How To Kill The Whitefly: Identify, Treat And Prevent

Whiteflies are tiny, flying insects that can be found around houseplants and on the leaves of plants. Your plant may look a little more lackluster than before or have sticky substances all over its leaves with no apparent cause. You should watch out for these signs because you might have yourself an infestation problem yourself! But don’t worry, we’re here to help identify your whitefly issue easily, plus give solutions, so it doesn’t happen again in the future!

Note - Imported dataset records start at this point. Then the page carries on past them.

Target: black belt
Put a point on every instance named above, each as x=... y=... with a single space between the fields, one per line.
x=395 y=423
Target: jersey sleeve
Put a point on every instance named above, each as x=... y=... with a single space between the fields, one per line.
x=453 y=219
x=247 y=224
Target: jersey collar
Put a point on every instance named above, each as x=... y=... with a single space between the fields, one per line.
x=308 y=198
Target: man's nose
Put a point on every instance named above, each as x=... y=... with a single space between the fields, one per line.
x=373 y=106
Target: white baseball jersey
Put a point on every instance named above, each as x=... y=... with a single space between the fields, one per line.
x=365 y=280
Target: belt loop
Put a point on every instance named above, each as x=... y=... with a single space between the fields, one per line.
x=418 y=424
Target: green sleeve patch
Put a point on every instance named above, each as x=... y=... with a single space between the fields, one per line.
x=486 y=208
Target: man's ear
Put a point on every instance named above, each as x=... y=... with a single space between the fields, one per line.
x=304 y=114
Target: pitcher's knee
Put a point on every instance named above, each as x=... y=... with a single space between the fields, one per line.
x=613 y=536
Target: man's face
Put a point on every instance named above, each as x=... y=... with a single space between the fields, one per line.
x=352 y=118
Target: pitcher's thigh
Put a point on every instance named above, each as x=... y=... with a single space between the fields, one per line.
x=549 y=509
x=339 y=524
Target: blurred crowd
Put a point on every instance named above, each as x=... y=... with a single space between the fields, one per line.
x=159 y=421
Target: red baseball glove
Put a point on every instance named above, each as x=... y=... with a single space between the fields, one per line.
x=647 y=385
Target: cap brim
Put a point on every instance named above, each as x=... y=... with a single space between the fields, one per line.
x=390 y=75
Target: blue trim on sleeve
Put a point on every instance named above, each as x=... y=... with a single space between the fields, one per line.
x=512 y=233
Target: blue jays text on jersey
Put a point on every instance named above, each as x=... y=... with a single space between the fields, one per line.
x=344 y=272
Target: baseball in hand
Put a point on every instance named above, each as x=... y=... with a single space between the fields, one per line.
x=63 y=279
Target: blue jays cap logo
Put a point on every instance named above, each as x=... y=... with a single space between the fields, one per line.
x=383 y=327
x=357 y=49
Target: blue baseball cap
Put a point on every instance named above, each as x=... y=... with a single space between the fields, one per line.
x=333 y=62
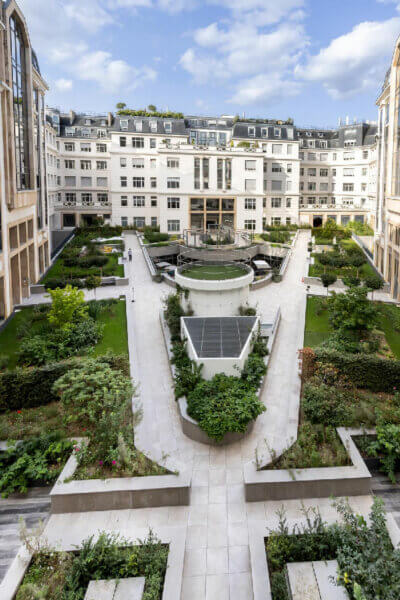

You’ll find more information about this topic below, but we’re only covering it in the section How to Kill the Whitefly.

Identifying Whiteflies

whiteflies opposite and an egg on the leaf

The Silver leaf whitefly is one of the most common species found in southeastern states, and their yellow coloration makes them hard to miss. The average length ranges from 1/10th to 1/16th inch long. All the different types attack many plants, but after sucking out their juices, they leave behind something called honeydew which coats leaves and other surfaces around them – making everything sticky!

Whitefly Control

Whitefly control is essential because those insects cause diseases in plants. The feeding of whiteflies makes the plants weak and causes them to lose the capability to photosynthesis properly. The leaves may first wilt, turn yellow or pale, and slow the growth of the plant. If honeydew is present, they have been feeding for at least a few days.

There is often a colony of ants in the area because they enjoy eating honeydew, which is excreted by whiteflies. Look for tiny white insects on the leaves and the plants’ surface. It is easy to see if there’s an infestation if they are present because these critters often buzz around in a swarm when disturbed.

The Greenhouse Species Of Whiteflies

The presence of eggs indicates a whitefly hatching. When a new generation of larvae emerges, they are legless ovals that suck the juice out of plants and remain until their next offspring come to life.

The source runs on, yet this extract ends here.